Brad Duguid is, mercifully, not starry-eyed about Ontario’s chances of landing Amazon’s new headquarters.
“Let’s all be real about this,” the minister for economic development and growth told TVO.org on Monday. “It is a challenging time for an American company to locate a head office outside of the United States. We have to be realistic about that. This may not be a level playing field.”
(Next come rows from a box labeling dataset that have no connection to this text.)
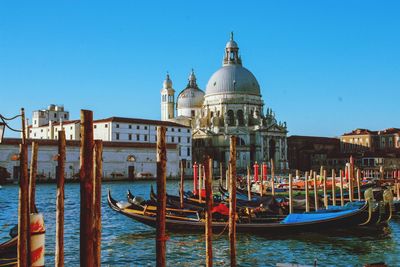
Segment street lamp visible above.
[0,108,26,144]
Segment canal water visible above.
[0,181,400,266]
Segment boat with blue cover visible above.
[108,188,386,234]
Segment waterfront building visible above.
[27,105,192,169]
[288,128,400,175]
[161,34,288,173]
[0,138,180,181]
[0,105,193,179]
[340,128,400,153]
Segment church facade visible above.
[161,34,288,171]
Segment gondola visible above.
[219,184,323,212]
[127,188,205,211]
[147,187,287,217]
[107,188,376,234]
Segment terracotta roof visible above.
[343,129,378,136]
[93,117,190,128]
[28,120,81,128]
[328,150,400,159]
[288,135,340,144]
[379,128,400,134]
[0,138,177,149]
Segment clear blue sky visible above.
[0,0,400,136]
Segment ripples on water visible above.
[0,182,400,266]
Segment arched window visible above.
[236,137,246,146]
[236,109,244,126]
[228,110,235,126]
[269,139,276,162]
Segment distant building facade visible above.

Ever since the internet giant announced it was on the hunt for a city willing to host its second headquarters — promising an investment of $5 billion and 50,000 new white-collar jobs — municipalities across North America have made their eagerness known. Toronto Mayor John Tory has said the provincial capital will bid; Brampton, Hamilton, Ottawa, and Waterloo Region have expressed interest too. Ontario has tasked Liberal jack-of-all-trades and former TD CEO Ed Clark with coordinating efforts at the provincial level to win Amazon’s competition.
Duguid says the province doesn’t mind where Amazon lands, exactly — so long as it lands in Ontario: “My hope would be that in a certain point in time, there could be some collaboration. This will be great for all of Ontario, no matter where it lands. If it lands in Toronto, it will be great for Ottawa. If it lands in Ottawa, it will be great for Toronto.”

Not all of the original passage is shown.